Award-winning Texas winery Messina Hof has embraced one of the hottest trends in wine right now: wine in a can.
They've debuted with two wines: a sweet red and a dry Rosé. They're sold in four-packs — which equals about a liter — for $20.
You can buy them at Messina Hof's three locations: the estate vineyard in Bryan; the Messina Hof Hill Country Winery in Fredericksburg; and the Messina Hof Grapevine Winery, in Grapevine.
They're also for sale through the website, and will soon be on shelves at retailers throughout Texas.
Messina Hof owner and winemaker Paul M. Bonarrigo calls the cans "an exciting new expansion" in alternative packaging that continues a Messina Hof tradition of staying on the cutting edge.
"Messina Hof was one of the first wineries in Texas to offer wine on tap," he says. "It's not just about the can, but it ties into who we are as a company, going back to when my parents founded Messina Hof in 1977.
"Back then, Texans in general didn’t drink a lot of wine," he says. "So the early mentality at Messina Hof was always about making wine approachable and giving people who were starting their wine journey a broad selection."
They're also committed to reducing their environmental impact. In 2013, Messina Hof launched a keg program and has sold more than 400 kegs to restaurants and bars.
"It's part of a green initiative to save bottles from going to the landfill," Bonarrigo says. "Bottles are a lot harder to recycle than cans and other recyclables."
Cans are convenient: perfect for outdoor concerts, hiking, swimming at the lake, grilling in the backyard, or picnics in the park.

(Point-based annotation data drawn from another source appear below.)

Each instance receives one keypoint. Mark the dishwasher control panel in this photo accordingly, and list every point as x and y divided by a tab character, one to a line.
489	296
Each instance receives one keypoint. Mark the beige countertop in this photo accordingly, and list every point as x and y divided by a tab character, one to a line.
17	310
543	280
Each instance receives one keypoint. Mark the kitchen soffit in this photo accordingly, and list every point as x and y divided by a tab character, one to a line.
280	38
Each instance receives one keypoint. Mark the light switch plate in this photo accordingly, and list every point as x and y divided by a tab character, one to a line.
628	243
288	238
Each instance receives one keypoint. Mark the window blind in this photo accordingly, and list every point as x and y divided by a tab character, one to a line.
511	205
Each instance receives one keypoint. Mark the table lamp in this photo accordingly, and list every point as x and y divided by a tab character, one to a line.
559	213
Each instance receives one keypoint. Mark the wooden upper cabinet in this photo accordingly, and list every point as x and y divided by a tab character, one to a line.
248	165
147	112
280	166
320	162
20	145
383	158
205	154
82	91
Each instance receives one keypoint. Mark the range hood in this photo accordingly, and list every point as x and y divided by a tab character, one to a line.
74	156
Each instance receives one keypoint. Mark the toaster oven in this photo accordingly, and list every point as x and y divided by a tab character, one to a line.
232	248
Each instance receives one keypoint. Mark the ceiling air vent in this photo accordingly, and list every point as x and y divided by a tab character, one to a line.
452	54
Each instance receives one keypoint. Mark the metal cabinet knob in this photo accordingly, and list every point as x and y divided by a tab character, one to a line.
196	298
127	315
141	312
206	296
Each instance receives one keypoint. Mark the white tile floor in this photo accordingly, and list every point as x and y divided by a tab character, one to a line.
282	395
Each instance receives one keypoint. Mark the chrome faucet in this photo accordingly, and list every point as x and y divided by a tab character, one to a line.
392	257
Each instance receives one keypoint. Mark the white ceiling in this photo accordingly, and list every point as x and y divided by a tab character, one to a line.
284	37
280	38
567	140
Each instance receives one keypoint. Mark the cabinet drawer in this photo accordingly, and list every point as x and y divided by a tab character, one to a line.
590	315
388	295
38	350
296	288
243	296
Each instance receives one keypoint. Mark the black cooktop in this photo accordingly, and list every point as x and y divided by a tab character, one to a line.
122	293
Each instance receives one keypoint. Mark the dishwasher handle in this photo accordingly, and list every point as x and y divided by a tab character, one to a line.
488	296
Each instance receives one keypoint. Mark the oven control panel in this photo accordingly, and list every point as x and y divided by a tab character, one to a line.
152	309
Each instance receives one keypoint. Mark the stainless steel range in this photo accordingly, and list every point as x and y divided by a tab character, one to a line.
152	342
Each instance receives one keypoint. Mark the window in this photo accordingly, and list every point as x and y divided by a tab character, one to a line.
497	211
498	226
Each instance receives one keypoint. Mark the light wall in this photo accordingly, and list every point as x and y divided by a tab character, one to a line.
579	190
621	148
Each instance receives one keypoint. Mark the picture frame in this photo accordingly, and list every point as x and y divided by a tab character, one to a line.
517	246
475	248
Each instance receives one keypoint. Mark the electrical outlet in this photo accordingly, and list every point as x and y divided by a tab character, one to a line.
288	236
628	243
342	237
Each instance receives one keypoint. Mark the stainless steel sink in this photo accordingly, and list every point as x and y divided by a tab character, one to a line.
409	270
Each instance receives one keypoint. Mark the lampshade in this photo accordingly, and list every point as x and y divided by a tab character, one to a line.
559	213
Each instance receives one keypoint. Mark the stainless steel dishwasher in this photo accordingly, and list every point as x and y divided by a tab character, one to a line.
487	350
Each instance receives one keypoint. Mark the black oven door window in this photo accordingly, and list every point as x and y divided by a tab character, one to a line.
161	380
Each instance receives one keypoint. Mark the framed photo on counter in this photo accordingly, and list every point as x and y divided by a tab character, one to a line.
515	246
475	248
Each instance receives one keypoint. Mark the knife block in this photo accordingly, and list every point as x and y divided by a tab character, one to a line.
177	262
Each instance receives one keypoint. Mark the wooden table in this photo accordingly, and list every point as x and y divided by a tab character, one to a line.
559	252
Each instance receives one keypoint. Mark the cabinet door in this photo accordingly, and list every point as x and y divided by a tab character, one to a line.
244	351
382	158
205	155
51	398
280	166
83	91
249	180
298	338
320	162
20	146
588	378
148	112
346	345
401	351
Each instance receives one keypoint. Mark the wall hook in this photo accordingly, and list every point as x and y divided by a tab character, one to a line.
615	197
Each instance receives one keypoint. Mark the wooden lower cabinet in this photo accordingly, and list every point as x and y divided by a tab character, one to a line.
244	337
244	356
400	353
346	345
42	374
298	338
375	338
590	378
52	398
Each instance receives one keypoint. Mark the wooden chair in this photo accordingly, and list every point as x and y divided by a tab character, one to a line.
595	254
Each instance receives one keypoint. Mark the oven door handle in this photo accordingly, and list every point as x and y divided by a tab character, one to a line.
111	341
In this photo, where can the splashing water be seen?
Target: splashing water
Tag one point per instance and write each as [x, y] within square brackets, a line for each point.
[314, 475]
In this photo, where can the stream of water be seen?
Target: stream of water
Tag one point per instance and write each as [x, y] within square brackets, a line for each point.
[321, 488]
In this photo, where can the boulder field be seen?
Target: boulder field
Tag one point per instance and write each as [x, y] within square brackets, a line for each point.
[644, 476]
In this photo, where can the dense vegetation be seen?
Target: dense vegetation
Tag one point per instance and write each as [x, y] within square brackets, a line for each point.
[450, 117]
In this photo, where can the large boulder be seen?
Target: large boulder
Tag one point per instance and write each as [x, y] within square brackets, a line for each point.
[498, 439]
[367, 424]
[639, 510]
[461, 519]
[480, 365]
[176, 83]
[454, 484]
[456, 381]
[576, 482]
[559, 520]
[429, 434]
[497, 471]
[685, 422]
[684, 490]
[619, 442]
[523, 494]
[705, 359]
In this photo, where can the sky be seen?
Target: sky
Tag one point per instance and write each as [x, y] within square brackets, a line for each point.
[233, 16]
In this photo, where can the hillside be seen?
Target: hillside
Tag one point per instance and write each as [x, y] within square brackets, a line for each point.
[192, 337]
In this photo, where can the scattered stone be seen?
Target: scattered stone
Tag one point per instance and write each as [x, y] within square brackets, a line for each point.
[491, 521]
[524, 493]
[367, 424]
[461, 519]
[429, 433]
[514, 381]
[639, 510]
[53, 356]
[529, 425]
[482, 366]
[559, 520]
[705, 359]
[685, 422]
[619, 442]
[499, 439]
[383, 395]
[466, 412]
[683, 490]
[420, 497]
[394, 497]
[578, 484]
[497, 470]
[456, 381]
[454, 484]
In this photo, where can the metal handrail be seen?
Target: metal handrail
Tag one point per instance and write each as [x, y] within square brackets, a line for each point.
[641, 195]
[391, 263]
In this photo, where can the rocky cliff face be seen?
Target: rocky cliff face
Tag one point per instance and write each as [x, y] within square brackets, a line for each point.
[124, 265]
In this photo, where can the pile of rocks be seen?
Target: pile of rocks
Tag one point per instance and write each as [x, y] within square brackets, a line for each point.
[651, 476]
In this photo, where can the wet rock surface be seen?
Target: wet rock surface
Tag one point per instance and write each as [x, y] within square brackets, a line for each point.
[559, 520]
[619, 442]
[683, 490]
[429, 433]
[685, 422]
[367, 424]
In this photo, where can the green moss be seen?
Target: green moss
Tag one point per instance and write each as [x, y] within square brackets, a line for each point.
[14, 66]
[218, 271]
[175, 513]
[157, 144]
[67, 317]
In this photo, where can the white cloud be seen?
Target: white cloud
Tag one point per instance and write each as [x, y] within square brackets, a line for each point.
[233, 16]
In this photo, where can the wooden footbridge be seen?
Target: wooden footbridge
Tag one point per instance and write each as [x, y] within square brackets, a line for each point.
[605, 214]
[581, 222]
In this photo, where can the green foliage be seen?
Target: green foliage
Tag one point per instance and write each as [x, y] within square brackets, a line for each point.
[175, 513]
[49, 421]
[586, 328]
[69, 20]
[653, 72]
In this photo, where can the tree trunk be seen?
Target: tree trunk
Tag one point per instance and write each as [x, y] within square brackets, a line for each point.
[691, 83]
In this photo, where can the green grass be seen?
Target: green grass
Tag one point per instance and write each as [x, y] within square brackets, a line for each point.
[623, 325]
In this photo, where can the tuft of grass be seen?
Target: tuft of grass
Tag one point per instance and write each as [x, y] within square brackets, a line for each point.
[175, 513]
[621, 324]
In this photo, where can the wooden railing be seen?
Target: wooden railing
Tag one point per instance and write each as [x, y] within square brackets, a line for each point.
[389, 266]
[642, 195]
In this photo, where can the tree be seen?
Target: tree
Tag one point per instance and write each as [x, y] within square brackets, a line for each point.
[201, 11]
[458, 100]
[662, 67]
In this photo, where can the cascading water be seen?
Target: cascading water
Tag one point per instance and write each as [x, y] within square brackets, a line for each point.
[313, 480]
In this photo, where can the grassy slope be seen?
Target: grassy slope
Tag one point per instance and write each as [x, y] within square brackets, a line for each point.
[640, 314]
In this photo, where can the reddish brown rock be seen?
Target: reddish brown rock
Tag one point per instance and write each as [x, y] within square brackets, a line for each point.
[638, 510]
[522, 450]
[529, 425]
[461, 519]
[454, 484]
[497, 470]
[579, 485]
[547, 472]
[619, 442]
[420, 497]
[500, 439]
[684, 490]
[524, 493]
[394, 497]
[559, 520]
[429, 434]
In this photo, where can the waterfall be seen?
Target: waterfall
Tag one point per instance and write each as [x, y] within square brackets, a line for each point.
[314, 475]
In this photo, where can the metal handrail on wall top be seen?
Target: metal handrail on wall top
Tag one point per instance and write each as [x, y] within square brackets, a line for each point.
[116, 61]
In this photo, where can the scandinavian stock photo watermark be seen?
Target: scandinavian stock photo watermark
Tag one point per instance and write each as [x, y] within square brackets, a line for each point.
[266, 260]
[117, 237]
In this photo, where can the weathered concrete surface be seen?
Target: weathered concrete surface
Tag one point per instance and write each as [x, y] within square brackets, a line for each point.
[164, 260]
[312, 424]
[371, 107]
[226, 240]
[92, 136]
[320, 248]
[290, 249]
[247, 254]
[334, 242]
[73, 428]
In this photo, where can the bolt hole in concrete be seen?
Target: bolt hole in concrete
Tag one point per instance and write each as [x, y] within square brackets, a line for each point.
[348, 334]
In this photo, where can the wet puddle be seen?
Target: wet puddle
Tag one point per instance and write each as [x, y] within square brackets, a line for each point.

They're also a countermeasure for venues in Texas that don't allow glass. "Concert venues and river amusements won't allow glass, but they will allow plastic and aluminum, and we kept being asked for a solution to that issue," Bonarrigo says.
Wine in a can has been a growing trend, pioneered by West Coast wineries such as Francis Ford Coppola Winery, who blazed the trail with the "Sofia Mini" fizz in the early 2000s. Infinite Monkey Theorem, an urban winery in Denver, was an early adopter. Whole Foods Market began selling their wines in spring 2016, and now sells more than half a dozen canned wine options.
Canned wines initially met some resistance from snobs, but canning actually adds a little something extra to the drinking experience, Bonarrigo says. "Canned wine uses liquid nitrogen to keep the wine fresh and to pressurize the can," he says. "The side effect is that it gives the wine a refreshing character."
Canned wine is also just fun. They come in cute little cans holding about 6-8 ounces of wine, like a generous single-serving portion. You don't need a corkscrew, or even a glass, for that matter. Just pop and sip.
Messina Hof's first run comprised approximately 17,000 cans of each, and it won't stop there. They intend to add two more canned wines by 2019.
"At 3-4 percent of our output, it's still a tiny amount, but I feel like it will change dramatically," he says. "After our initial canning this spring, we are already getting orders that will require another canning session in the next two months."